Les pouvoirs publics, émus par le danger que la dépopulation fait courir à notre nation, ont à leur tour demandé conseil aux médecins. Puisqu'on ne peut forcer les Français à procréer, au moins que l'on empêche de mourir ceux qui sont nés.

La société ne demande donc plus seulement au

médecin de guérir le malade qui se fie à ses soins, mais d'indiquer au gouvernement, aux municipalités, aux diverses collectivités et à l'individu luimême les moyens d'être à l'abri des maladies reconnues évitables.

Le rôle du médecin dans la société n'est plus seulement curatif; il est surtout prophylactique.
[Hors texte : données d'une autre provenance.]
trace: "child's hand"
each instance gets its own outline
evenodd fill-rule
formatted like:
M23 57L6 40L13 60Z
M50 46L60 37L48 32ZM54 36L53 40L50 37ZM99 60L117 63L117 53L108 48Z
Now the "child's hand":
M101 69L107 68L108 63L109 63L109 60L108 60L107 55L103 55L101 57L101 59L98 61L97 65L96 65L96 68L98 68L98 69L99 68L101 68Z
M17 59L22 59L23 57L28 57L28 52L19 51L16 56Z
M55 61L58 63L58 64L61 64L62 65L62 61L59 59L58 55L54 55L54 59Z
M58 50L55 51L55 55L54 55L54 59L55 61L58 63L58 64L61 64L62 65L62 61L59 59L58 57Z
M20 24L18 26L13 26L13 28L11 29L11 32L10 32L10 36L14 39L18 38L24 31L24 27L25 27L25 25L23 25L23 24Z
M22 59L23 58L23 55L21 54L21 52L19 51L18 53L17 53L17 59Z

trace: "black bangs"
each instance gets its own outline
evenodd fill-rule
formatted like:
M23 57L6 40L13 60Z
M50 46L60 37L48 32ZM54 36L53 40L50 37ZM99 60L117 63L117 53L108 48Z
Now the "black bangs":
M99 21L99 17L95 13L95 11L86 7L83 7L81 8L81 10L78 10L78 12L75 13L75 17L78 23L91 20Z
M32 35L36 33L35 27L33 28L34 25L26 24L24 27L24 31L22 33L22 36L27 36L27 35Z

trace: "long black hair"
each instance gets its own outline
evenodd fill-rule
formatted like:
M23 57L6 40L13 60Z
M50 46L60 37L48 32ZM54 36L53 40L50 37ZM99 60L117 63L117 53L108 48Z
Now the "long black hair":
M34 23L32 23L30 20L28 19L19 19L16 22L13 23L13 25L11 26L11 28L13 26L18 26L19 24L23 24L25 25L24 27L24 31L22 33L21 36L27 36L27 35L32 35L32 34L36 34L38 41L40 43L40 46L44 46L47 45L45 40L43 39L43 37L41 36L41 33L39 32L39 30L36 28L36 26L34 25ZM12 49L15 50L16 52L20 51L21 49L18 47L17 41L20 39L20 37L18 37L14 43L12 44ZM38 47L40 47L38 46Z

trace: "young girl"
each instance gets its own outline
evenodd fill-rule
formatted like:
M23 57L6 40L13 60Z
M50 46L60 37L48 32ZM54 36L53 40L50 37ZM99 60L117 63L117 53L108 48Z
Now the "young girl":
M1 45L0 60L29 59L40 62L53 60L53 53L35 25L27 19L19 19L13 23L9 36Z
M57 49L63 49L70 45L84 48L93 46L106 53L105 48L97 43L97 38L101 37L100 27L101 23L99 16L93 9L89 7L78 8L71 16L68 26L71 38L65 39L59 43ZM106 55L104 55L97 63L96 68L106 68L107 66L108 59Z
L'expérience a montré la puissance de son action sur ce nouveau terrain. Les sociétés de secours mutuels se sont constituées pour se protéger collectivement contre la maladie. Alors que la mortalité était pour toute la France de 1891 à 1895 de 23,7 pour 1000 habitants et de 22 pour la période 1896-1900, la mortalité dans les mutualités a été de 16 pour 1000.

Je sais que ces transformations, que les médecins appelaient de leurs vœux, à l'accomplissement desquelles ils ont concouru avec une énergie méritoire, ont eu pour le corps médical de cruelles répercussions.

J'ai pensé que nous ne trouverions les moyens d'en atténuer les effets que si nous avions une connaissance exacte du régime auquel est actuellement soumise notre profession.

J'ai donc cette année exposé aux élèves de la Faculté le sens des lois récentes qui intéressent le médecin.

Il ne faut pas chercher dans ce petit livre un commentaire de ces lois, j'ai seulement voulu indiquer leurs tendances et leurs conséquences.

Que M. le docteur Reille, qui a bien voulu cette année encore rédiger mes leçons, reçoive mes remerciements pour le concours dévoué qu'il m'a donné.

10 septembre 1902.

P. BROUARDEL.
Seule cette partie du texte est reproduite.